Mi exclamación de asombro y pena determinó silenciosa y astuta sonrisa en el aldeano, que, sentado frente a mí, descansaba la barbilla en el puño de báculo del inmenso paraguas rojo -el clásico «paraguas de familia», tan querido del campesino gallego-. Guiñó los ojos sagaces y esperó con sorna la pregunta infalible.
-Mi amigo, ¿sabe si es que ha muerto el tío Lorenzo de Laroco? -pronuncié con interés.
-Morir, no murió -respondió el aldeano pesando las palabras cual si fuesen polvillos de oro.
-Pues ¿cómo veo todo abandonado y hasta la vidriera rota?

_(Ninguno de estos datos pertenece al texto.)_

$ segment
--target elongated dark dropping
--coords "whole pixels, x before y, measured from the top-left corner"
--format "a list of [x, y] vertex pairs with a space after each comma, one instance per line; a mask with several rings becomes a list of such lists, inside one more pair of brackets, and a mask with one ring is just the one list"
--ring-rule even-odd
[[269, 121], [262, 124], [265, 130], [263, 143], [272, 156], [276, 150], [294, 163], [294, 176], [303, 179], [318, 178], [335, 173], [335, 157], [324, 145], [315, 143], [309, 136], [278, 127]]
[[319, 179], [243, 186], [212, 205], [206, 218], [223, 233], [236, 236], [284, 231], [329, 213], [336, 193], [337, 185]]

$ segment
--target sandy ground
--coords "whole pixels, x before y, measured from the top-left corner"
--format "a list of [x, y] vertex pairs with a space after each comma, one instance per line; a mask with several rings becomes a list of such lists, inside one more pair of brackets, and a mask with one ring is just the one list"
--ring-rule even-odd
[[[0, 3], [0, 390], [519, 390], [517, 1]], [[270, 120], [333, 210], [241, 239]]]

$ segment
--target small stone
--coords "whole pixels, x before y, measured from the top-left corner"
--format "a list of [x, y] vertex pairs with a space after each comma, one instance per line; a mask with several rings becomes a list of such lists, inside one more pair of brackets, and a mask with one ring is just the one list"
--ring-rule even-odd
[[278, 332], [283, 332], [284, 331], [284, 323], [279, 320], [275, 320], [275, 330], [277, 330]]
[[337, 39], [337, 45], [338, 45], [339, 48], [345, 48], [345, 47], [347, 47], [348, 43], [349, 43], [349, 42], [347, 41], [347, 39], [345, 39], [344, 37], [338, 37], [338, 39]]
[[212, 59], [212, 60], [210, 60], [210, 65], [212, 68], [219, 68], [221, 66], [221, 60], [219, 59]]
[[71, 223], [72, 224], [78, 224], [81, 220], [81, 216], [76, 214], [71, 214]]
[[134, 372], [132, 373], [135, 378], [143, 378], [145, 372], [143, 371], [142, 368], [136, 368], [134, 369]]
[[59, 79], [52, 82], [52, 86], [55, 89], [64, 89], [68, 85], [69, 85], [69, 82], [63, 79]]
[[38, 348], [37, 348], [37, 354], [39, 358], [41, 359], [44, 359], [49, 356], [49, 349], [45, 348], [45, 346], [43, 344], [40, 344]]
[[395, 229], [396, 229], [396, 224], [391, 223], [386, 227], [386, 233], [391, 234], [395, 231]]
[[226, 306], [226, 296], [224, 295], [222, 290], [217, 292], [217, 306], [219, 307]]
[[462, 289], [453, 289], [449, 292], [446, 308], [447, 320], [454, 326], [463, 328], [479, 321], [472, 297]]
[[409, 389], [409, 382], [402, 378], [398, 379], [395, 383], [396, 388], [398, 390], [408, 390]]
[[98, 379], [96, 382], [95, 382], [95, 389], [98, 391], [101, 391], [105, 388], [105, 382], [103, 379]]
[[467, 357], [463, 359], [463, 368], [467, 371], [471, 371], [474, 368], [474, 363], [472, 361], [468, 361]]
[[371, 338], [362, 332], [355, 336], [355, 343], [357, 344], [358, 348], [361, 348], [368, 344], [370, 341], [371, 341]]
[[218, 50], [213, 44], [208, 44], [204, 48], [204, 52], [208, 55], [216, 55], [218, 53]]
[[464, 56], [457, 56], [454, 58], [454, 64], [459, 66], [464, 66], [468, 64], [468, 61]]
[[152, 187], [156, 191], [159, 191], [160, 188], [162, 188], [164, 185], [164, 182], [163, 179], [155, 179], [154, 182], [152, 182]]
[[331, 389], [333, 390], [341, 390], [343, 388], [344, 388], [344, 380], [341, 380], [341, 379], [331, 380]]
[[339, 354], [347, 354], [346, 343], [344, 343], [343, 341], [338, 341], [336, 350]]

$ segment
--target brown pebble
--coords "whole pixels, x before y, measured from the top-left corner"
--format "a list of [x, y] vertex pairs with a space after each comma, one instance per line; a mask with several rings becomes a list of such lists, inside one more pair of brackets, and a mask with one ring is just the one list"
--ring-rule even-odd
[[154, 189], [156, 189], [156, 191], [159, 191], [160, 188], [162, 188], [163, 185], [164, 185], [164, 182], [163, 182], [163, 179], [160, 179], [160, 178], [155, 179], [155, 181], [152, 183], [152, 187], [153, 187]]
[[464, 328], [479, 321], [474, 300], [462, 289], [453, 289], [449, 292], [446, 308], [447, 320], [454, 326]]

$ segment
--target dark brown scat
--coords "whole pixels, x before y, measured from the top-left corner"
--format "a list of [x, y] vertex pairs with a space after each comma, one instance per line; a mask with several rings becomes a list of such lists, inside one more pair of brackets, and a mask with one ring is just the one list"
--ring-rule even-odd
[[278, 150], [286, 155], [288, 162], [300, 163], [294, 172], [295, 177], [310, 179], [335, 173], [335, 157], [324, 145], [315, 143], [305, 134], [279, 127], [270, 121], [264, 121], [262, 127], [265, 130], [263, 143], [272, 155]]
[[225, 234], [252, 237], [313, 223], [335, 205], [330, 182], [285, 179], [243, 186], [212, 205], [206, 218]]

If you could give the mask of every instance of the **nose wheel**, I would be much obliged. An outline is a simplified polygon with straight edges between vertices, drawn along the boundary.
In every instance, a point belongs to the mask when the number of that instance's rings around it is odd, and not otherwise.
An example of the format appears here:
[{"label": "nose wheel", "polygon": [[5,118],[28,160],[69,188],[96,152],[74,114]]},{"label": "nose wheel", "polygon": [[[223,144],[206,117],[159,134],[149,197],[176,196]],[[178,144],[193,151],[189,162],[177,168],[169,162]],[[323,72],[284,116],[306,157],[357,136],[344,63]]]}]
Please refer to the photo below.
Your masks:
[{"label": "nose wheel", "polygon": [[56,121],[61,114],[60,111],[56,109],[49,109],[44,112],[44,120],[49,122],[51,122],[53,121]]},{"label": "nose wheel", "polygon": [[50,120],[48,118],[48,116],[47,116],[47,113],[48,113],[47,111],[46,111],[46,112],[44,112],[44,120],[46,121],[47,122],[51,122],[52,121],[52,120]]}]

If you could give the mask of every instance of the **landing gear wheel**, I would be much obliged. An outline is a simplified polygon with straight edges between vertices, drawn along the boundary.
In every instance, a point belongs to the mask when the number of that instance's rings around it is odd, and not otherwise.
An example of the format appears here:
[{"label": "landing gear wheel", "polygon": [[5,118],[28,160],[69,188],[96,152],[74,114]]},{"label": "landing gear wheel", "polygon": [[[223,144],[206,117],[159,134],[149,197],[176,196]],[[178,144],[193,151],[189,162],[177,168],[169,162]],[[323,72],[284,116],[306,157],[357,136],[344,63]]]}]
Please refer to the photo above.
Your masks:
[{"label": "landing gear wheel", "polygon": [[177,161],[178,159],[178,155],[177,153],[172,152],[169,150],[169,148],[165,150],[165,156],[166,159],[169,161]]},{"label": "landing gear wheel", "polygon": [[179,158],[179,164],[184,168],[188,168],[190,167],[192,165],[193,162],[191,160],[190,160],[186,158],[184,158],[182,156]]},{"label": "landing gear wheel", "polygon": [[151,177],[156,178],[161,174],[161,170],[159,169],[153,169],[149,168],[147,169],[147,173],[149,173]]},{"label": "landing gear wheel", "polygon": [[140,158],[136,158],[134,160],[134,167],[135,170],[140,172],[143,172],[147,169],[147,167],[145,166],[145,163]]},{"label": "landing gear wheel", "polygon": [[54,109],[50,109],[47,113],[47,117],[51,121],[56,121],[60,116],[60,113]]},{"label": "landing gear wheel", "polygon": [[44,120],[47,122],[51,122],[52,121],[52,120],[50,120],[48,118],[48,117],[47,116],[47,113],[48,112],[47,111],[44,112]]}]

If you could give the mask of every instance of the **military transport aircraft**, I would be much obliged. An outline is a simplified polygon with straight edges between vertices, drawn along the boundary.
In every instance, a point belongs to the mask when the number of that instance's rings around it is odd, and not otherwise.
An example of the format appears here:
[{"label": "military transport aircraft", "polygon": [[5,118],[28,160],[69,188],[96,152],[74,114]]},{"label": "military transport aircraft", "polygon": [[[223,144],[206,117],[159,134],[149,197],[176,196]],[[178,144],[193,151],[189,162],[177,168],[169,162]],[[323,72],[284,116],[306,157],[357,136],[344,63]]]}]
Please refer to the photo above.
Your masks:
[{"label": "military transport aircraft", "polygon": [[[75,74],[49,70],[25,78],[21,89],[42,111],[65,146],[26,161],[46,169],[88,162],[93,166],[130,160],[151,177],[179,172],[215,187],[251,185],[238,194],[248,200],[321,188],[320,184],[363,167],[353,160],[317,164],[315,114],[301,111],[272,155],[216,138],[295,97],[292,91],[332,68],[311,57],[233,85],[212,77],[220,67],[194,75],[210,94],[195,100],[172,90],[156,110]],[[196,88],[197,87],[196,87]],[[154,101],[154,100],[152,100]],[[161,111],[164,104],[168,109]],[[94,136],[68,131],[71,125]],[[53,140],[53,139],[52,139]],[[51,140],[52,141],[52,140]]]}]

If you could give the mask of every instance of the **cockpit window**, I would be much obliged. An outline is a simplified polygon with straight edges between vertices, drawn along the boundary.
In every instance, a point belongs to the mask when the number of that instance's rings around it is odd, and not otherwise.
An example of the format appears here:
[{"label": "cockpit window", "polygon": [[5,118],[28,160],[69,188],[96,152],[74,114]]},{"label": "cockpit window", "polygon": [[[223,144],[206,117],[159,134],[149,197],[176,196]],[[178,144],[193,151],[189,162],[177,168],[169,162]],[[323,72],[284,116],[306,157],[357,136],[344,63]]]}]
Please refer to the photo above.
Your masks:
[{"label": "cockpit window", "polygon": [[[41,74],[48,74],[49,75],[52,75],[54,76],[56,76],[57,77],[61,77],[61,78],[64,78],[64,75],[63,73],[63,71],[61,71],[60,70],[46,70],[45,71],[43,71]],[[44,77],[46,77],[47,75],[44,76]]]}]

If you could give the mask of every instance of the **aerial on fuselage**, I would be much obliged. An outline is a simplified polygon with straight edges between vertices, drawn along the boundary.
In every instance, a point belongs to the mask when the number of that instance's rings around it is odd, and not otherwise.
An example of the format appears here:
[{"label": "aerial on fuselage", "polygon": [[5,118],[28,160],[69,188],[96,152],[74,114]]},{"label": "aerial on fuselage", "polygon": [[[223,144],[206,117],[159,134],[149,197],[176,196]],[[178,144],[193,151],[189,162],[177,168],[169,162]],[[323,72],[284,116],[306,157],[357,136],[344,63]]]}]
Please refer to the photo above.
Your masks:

-La casa se vende y las tierras también -declaró el buen hombre, con la misma solemnidad y diplomática reserva.
-Pero..., y al tío Lorenzo, ¿qué le pasa?
-El tío Lorenzo... ¡Pchs!..., dicen que embarcó para Buenos Aires.
-¿Y por qué? ¡Un hombre que le iba tan bien aquí!
El labriego meneó la cabeza, adelantó el labio inferior, se encogió levemente de hombros, apretó el cayado del paraguazo, y al fin soltó con énfasis:
-¿Y qué quiere, señora? ¡Cosas de la «fertuna», que «vira» como el viento!
Conociendo algo la psicología de nuestra gente aldeana, comprendí que aunque preguntase y repreguntase no sacaría en limpio la historia dramática que me hacían presentir aquellas truncadas noticias. Por suerte, al día siguiente, cuando salíamos de la misa mayor, me di de manos a boca con el médico don Fidel, sujeto de habla expedita y bien informado de la chismografía rural. Apenas toqué el punto del embarque del tío Lorenzo, exclamó vivamente:
-Ahí tiene usted uno que no emigra ni por falta de recursos, ni menos por sobra de codicia. Satisfecho vivía él en su casita preciosa, y con sus frutales y sus hortalizas, y su hórreo revertiendo maíz, y su panera llena de trigo, como el emperador en su trono. Era un «filósofo» allá, a su manera, el tío Lorenzo, y comprendía que vale más pájaro en mano... Para quien sabe agenciarse y vivir, América está en todas partes... ¡No me lo dijo pocas veces, cuando veía emigrar a los mozos! Y hasta aseguro yo una cosa, y la aseguro porque estoy en autos: que va ese hombre herido mortalmente por el golpe y la aflicción de dejar lo que tantos trabajitos le costó adquirir, porque si cree usted que allí hacía germinar las cosechas el abono, se equivoca: cada espiga era una gota de sudor y un átomo de voluntad del tío Lorenzo!...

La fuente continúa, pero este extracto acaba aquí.